Clusters the full high-dimensional embeddings (e.g., 768-d for BioCLIP 2). Runs before dimensionality reduction so clusters are based on the full feature space, not a lossy 2D projection.
| Backend | When It's Used | How It Works |
|---|---|---|
| cuML | GPU available + >500 samples | GPU-accelerated KMeans via RAPIDS. Runs on CuPy arrays. Falls back to sklearn on any error. |
| FAISS | No GPU + >500 samples | Facebook's optimized CPU KMeans using L2 index. Fast for medium datasets. Falls back to sklearn on error. |
| sklearn | Small datasets or fallback | Standard scikit-learn KMeans. Always works, no special dependencies. |
Auto-selection priority: cuML > FAISS > sklearn. You can override in the sidebar.
Projects embeddings from high-dimensional space down to 2D for visualization. This is purely for the scatter plot — clustering uses the full-dimensional data.

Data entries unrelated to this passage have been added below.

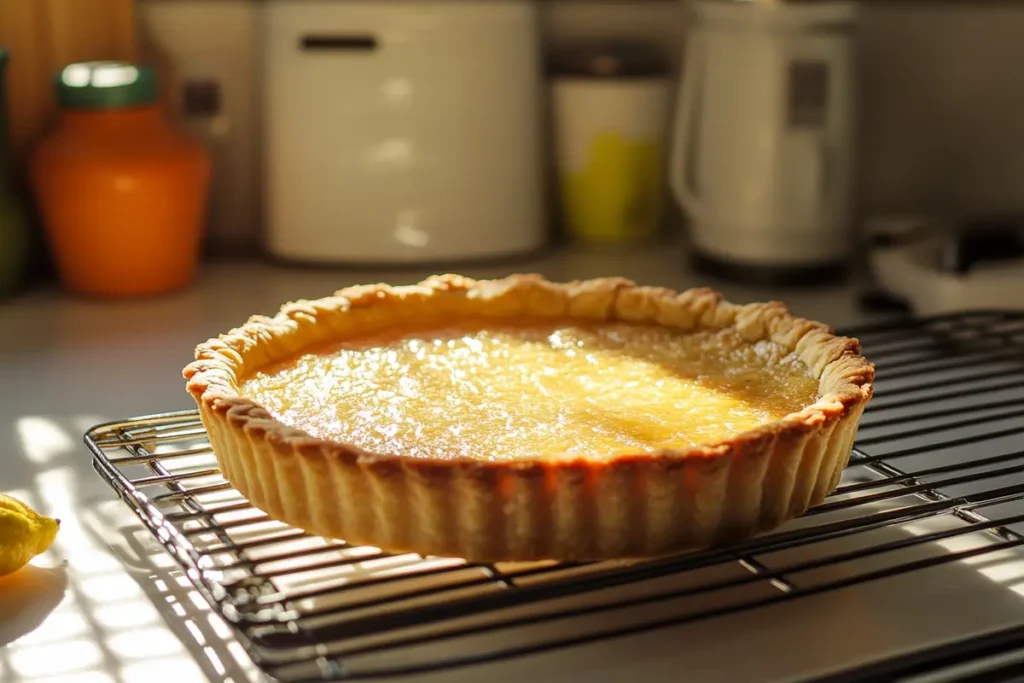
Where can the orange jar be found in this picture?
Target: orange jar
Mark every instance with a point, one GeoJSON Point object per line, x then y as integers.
{"type": "Point", "coordinates": [121, 193]}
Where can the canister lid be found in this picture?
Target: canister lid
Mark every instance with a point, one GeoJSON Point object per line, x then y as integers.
{"type": "Point", "coordinates": [609, 60]}
{"type": "Point", "coordinates": [95, 85]}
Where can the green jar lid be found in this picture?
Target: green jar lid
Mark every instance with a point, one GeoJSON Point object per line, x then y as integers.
{"type": "Point", "coordinates": [96, 85]}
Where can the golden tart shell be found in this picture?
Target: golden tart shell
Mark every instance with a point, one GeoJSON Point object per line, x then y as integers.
{"type": "Point", "coordinates": [629, 506]}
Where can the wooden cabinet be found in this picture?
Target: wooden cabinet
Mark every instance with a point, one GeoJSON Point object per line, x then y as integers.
{"type": "Point", "coordinates": [42, 36]}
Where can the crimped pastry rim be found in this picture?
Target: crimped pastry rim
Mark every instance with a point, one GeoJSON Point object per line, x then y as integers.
{"type": "Point", "coordinates": [630, 505]}
{"type": "Point", "coordinates": [845, 381]}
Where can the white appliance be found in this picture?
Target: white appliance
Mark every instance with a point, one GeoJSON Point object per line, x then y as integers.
{"type": "Point", "coordinates": [401, 132]}
{"type": "Point", "coordinates": [764, 133]}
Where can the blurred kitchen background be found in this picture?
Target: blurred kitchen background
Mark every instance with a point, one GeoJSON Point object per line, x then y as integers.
{"type": "Point", "coordinates": [914, 123]}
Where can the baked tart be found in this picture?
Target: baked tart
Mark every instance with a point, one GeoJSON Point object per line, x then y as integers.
{"type": "Point", "coordinates": [520, 419]}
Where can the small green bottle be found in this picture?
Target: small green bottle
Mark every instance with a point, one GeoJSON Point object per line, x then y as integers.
{"type": "Point", "coordinates": [14, 229]}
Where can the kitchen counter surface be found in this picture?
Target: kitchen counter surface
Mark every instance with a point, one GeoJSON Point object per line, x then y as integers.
{"type": "Point", "coordinates": [68, 364]}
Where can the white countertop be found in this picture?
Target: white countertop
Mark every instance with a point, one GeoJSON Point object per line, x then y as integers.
{"type": "Point", "coordinates": [68, 364]}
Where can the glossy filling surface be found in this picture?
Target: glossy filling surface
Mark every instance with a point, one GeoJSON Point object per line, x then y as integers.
{"type": "Point", "coordinates": [544, 389]}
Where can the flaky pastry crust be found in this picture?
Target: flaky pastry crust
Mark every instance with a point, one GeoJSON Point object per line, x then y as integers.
{"type": "Point", "coordinates": [633, 505]}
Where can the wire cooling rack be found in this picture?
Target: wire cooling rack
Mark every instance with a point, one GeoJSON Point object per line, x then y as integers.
{"type": "Point", "coordinates": [942, 439]}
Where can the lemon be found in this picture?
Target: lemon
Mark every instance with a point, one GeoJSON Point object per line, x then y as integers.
{"type": "Point", "coordinates": [24, 534]}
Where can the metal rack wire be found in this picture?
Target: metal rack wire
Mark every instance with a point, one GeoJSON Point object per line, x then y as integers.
{"type": "Point", "coordinates": [943, 439]}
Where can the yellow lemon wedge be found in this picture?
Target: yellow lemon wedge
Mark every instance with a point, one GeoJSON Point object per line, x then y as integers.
{"type": "Point", "coordinates": [24, 534]}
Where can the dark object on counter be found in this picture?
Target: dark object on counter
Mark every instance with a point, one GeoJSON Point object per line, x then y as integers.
{"type": "Point", "coordinates": [877, 301]}
{"type": "Point", "coordinates": [122, 194]}
{"type": "Point", "coordinates": [982, 242]}
{"type": "Point", "coordinates": [613, 59]}
{"type": "Point", "coordinates": [770, 275]}
{"type": "Point", "coordinates": [15, 237]}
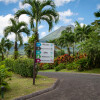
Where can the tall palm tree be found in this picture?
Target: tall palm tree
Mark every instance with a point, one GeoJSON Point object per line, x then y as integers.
{"type": "Point", "coordinates": [17, 28]}
{"type": "Point", "coordinates": [67, 38]}
{"type": "Point", "coordinates": [38, 12]}
{"type": "Point", "coordinates": [4, 45]}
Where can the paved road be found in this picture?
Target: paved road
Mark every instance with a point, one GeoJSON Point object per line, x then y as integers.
{"type": "Point", "coordinates": [72, 86]}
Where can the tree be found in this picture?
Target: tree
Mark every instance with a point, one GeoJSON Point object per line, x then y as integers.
{"type": "Point", "coordinates": [16, 28]}
{"type": "Point", "coordinates": [5, 45]}
{"type": "Point", "coordinates": [66, 38]}
{"type": "Point", "coordinates": [38, 12]}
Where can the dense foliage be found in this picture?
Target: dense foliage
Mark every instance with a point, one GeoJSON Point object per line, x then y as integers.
{"type": "Point", "coordinates": [4, 74]}
{"type": "Point", "coordinates": [24, 67]}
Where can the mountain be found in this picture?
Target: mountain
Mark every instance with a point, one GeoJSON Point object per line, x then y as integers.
{"type": "Point", "coordinates": [55, 34]}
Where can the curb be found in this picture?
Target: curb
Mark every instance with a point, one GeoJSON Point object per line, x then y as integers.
{"type": "Point", "coordinates": [39, 92]}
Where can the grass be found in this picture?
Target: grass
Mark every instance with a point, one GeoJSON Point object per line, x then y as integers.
{"type": "Point", "coordinates": [20, 86]}
{"type": "Point", "coordinates": [96, 71]}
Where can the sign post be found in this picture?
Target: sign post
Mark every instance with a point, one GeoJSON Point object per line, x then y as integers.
{"type": "Point", "coordinates": [44, 53]}
{"type": "Point", "coordinates": [34, 66]}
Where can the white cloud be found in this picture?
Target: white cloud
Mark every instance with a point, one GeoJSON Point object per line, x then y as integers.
{"type": "Point", "coordinates": [80, 18]}
{"type": "Point", "coordinates": [24, 18]}
{"type": "Point", "coordinates": [55, 27]}
{"type": "Point", "coordinates": [9, 1]}
{"type": "Point", "coordinates": [82, 24]}
{"type": "Point", "coordinates": [15, 10]}
{"type": "Point", "coordinates": [98, 6]}
{"type": "Point", "coordinates": [64, 15]}
{"type": "Point", "coordinates": [43, 34]}
{"type": "Point", "coordinates": [41, 26]}
{"type": "Point", "coordinates": [61, 2]}
{"type": "Point", "coordinates": [21, 6]}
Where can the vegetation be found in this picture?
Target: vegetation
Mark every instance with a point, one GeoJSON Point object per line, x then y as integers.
{"type": "Point", "coordinates": [20, 86]}
{"type": "Point", "coordinates": [38, 13]}
{"type": "Point", "coordinates": [17, 28]}
{"type": "Point", "coordinates": [4, 74]}
{"type": "Point", "coordinates": [5, 45]}
{"type": "Point", "coordinates": [23, 67]}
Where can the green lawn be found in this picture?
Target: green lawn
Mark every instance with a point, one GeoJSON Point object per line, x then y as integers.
{"type": "Point", "coordinates": [20, 86]}
{"type": "Point", "coordinates": [96, 71]}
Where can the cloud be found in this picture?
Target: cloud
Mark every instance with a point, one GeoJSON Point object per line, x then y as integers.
{"type": "Point", "coordinates": [8, 1]}
{"type": "Point", "coordinates": [98, 6]}
{"type": "Point", "coordinates": [62, 2]}
{"type": "Point", "coordinates": [64, 15]}
{"type": "Point", "coordinates": [24, 18]}
{"type": "Point", "coordinates": [55, 27]}
{"type": "Point", "coordinates": [41, 26]}
{"type": "Point", "coordinates": [80, 18]}
{"type": "Point", "coordinates": [43, 34]}
{"type": "Point", "coordinates": [21, 6]}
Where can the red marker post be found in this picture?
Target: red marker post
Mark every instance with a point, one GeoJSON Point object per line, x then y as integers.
{"type": "Point", "coordinates": [34, 66]}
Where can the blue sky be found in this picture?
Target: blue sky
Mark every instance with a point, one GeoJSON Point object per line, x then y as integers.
{"type": "Point", "coordinates": [69, 11]}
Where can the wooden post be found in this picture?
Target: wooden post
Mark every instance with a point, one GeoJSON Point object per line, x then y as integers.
{"type": "Point", "coordinates": [34, 66]}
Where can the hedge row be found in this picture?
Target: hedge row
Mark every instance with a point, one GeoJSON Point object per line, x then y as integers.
{"type": "Point", "coordinates": [24, 67]}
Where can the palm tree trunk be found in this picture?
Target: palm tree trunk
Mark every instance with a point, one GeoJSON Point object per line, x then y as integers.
{"type": "Point", "coordinates": [2, 56]}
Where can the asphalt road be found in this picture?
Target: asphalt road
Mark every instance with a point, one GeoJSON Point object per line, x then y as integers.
{"type": "Point", "coordinates": [72, 86]}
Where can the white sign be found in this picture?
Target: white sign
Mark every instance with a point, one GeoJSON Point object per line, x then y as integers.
{"type": "Point", "coordinates": [44, 52]}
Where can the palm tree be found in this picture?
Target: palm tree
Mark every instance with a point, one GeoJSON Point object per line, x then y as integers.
{"type": "Point", "coordinates": [17, 28]}
{"type": "Point", "coordinates": [38, 12]}
{"type": "Point", "coordinates": [4, 45]}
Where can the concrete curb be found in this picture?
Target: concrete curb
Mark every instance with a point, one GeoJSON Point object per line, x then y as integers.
{"type": "Point", "coordinates": [39, 92]}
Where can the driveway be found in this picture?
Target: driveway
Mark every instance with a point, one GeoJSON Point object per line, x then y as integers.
{"type": "Point", "coordinates": [72, 86]}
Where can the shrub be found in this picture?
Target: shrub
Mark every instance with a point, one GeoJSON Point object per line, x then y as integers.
{"type": "Point", "coordinates": [4, 73]}
{"type": "Point", "coordinates": [82, 64]}
{"type": "Point", "coordinates": [60, 67]}
{"type": "Point", "coordinates": [24, 66]}
{"type": "Point", "coordinates": [2, 63]}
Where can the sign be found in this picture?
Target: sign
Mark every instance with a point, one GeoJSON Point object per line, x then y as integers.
{"type": "Point", "coordinates": [44, 53]}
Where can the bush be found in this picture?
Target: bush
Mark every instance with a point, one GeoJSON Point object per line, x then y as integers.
{"type": "Point", "coordinates": [82, 64]}
{"type": "Point", "coordinates": [2, 63]}
{"type": "Point", "coordinates": [60, 67]}
{"type": "Point", "coordinates": [4, 73]}
{"type": "Point", "coordinates": [24, 66]}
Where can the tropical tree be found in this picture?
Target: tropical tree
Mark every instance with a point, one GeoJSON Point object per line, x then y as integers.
{"type": "Point", "coordinates": [5, 45]}
{"type": "Point", "coordinates": [16, 28]}
{"type": "Point", "coordinates": [39, 12]}
{"type": "Point", "coordinates": [82, 32]}
{"type": "Point", "coordinates": [66, 38]}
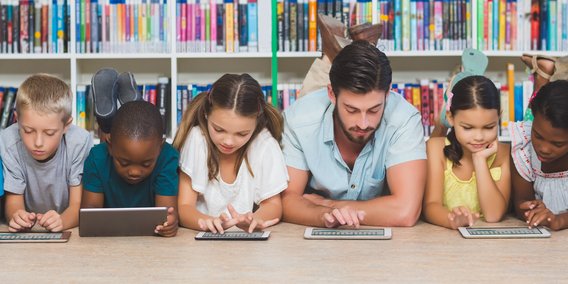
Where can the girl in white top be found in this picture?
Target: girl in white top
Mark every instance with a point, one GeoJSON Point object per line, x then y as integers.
{"type": "Point", "coordinates": [230, 158]}
{"type": "Point", "coordinates": [539, 152]}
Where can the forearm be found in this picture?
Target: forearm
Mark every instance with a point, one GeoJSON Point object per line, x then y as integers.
{"type": "Point", "coordinates": [387, 210]}
{"type": "Point", "coordinates": [437, 214]}
{"type": "Point", "coordinates": [492, 202]}
{"type": "Point", "coordinates": [269, 211]}
{"type": "Point", "coordinates": [560, 222]}
{"type": "Point", "coordinates": [298, 210]}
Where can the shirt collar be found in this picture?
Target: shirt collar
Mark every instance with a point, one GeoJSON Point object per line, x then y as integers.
{"type": "Point", "coordinates": [327, 124]}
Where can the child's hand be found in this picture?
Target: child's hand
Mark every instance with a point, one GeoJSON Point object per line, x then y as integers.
{"type": "Point", "coordinates": [217, 225]}
{"type": "Point", "coordinates": [169, 228]}
{"type": "Point", "coordinates": [21, 221]}
{"type": "Point", "coordinates": [248, 222]}
{"type": "Point", "coordinates": [343, 216]}
{"type": "Point", "coordinates": [532, 204]}
{"type": "Point", "coordinates": [538, 214]}
{"type": "Point", "coordinates": [462, 217]}
{"type": "Point", "coordinates": [51, 221]}
{"type": "Point", "coordinates": [485, 153]}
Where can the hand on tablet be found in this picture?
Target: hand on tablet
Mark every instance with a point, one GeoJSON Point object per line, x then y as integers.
{"type": "Point", "coordinates": [50, 220]}
{"type": "Point", "coordinates": [344, 216]}
{"type": "Point", "coordinates": [538, 215]}
{"type": "Point", "coordinates": [169, 228]}
{"type": "Point", "coordinates": [249, 222]}
{"type": "Point", "coordinates": [462, 217]}
{"type": "Point", "coordinates": [21, 221]}
{"type": "Point", "coordinates": [216, 225]}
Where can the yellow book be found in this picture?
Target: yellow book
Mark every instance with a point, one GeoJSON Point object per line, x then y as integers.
{"type": "Point", "coordinates": [312, 25]}
{"type": "Point", "coordinates": [416, 101]}
{"type": "Point", "coordinates": [511, 87]}
{"type": "Point", "coordinates": [502, 23]}
{"type": "Point", "coordinates": [229, 27]}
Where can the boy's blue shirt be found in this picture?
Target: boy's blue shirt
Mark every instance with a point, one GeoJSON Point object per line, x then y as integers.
{"type": "Point", "coordinates": [100, 176]}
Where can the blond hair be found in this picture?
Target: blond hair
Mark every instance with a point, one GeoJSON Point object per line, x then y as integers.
{"type": "Point", "coordinates": [240, 93]}
{"type": "Point", "coordinates": [45, 93]}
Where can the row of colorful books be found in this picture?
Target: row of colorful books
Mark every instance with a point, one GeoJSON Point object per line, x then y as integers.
{"type": "Point", "coordinates": [425, 24]}
{"type": "Point", "coordinates": [297, 22]}
{"type": "Point", "coordinates": [428, 97]}
{"type": "Point", "coordinates": [7, 106]}
{"type": "Point", "coordinates": [157, 94]}
{"type": "Point", "coordinates": [522, 25]}
{"type": "Point", "coordinates": [40, 26]}
{"type": "Point", "coordinates": [122, 26]}
{"type": "Point", "coordinates": [223, 26]}
{"type": "Point", "coordinates": [185, 93]}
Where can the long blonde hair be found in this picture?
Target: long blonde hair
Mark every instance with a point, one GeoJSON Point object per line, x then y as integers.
{"type": "Point", "coordinates": [240, 93]}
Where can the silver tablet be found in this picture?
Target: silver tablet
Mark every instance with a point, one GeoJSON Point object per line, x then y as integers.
{"type": "Point", "coordinates": [136, 221]}
{"type": "Point", "coordinates": [348, 234]}
{"type": "Point", "coordinates": [503, 232]}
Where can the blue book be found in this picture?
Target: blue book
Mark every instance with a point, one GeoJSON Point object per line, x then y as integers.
{"type": "Point", "coordinates": [518, 101]}
{"type": "Point", "coordinates": [253, 26]}
{"type": "Point", "coordinates": [544, 45]}
{"type": "Point", "coordinates": [413, 39]}
{"type": "Point", "coordinates": [427, 43]}
{"type": "Point", "coordinates": [552, 24]}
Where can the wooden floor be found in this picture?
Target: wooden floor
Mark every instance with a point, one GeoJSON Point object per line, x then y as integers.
{"type": "Point", "coordinates": [424, 253]}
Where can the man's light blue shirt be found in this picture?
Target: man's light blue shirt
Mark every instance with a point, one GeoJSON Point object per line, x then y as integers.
{"type": "Point", "coordinates": [309, 145]}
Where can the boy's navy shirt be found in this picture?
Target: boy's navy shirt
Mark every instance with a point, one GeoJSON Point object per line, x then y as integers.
{"type": "Point", "coordinates": [100, 176]}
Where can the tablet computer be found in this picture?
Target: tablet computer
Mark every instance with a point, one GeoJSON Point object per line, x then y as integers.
{"type": "Point", "coordinates": [503, 232]}
{"type": "Point", "coordinates": [348, 234]}
{"type": "Point", "coordinates": [135, 221]}
{"type": "Point", "coordinates": [233, 236]}
{"type": "Point", "coordinates": [35, 237]}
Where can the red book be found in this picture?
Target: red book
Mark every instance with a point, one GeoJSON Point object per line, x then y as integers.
{"type": "Point", "coordinates": [535, 24]}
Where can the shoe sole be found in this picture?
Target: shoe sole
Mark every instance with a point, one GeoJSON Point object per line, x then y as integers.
{"type": "Point", "coordinates": [126, 88]}
{"type": "Point", "coordinates": [101, 89]}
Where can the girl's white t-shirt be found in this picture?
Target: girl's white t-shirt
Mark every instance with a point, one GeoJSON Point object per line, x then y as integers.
{"type": "Point", "coordinates": [266, 161]}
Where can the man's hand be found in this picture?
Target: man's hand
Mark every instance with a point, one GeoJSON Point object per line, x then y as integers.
{"type": "Point", "coordinates": [344, 216]}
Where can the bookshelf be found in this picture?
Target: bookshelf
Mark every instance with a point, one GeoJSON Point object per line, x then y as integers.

The fastest option. Linear projection onto the two directions of maximum variance. Good for getting a quick overview; doesn't capture nonlinear structure.
| Backend | Notes |
|---|---|
| cuML | GPU-accelerated, near-instant even on large datasets |
| sklearn | CPU-based, still fast since PCA is O(n) |
Nonlinear method that preserves local neighborhoods. Good at revealing clusters but slow on large datasets. Perplexity is auto-adjusted based on sample size.
| Backend | Notes |
|---|---|
| cuML | GPU-accelerated, handles thousands of samples well |
| sklearn | CPU-based, can be slow above ~5k samples |
The recommended default. Nonlinear like t-SNE but faster and better at preserving global structure. Neighbor count is auto-adjusted.
| Backend | Notes |
|---|---|
| cuML | Runs in an isolated subprocess so a crash doesn't kill the app. The subprocess verifies L2 normalization as a safety net. Falls back to sklearn on failure. |
| sklearn | CPU-based umap-learn. Slower but numerically stable. |
Why the subprocess? cuML UMAP's NN-descent algorithm can occasionally trigger a SIGFPE (floating-point exception) that kills the process instantly — no Python try/except can catch it. The subprocess isolates this risk.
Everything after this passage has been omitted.